Bloc Party
Live Shots
Fri., March 18, 2005

Photo By Mary Sledd
Bloc Party
Stubb's, Friday, March 18
"If you've been holding back this week watching bands, now's the time to let go," said bassist Gordon Moakes after he and his Bloc Party bandmates played their first song. The Cure-ish wailing of dreadlocked guitarist/vocalist Kele Okereke indeed approached therapeutic. Bloc Party entered Friday's show at Stubb's as one of SXSW's most-hyped bands, offering much promise and almost delivering. The South London quartet's circumstance is actually similar to Franz Ferdinand's last year. They both had March 18 Austin show dates around the time their first albums were released stateside (Bloc Party's full-length, Silent Alarm, is due in stores Tuesday). They both sang about fire with sound burning like it, too.
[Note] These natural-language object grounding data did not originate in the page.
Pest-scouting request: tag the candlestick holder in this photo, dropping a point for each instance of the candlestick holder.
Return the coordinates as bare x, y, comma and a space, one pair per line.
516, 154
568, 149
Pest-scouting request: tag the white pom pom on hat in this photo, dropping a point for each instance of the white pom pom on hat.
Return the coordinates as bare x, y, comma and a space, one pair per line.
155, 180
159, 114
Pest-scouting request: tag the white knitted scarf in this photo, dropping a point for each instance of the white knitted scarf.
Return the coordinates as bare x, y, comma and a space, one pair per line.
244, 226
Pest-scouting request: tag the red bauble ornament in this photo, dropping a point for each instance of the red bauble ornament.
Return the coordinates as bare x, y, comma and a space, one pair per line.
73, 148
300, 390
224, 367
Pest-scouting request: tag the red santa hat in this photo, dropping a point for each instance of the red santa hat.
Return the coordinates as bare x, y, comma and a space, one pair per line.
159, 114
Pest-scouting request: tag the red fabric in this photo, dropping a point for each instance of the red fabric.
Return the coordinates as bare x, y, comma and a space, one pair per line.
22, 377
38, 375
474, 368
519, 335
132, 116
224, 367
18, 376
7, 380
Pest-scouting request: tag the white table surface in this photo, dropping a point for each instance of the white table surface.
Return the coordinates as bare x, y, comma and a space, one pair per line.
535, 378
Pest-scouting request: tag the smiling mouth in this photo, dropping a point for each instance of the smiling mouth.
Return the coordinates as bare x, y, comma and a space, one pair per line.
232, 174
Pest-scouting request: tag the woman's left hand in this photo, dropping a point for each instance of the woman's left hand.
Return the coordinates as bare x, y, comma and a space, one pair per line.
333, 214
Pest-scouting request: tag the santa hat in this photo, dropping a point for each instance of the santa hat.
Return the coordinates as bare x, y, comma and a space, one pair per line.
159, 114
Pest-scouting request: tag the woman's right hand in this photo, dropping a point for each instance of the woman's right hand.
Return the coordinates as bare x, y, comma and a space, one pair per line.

And they both make music that could fit snugly into the "exciting" genre, if it existed. While there was some energy flagging early on in what ended up seeming a short set, Bloc Party picked things up quickly in their characteristic charging and tautly wound sound. The insistent, tense guitar playing (Okereke and Russell Lissack) married well with the performance given by the shirtless, bespeckled drummer wearing a gold cross around his neck. This allowed the driven guitar of tunes like "Banquet" from last fall's EP to collapse into airplane feedback in all the right places. Bloc Party's stage presence was young, confident, and almost cocky, oftentimes finding the four members huddling around the drum kit during bridges. But that's necessary when energy is what you're selling. While Bloc Party's nothing especially new or creative considering the acts on today's radar, that really shouldn't matter. You don't have to be new or creative to make well-crafted pop especially when your choruses get this shoutable and the chicks dig it this much.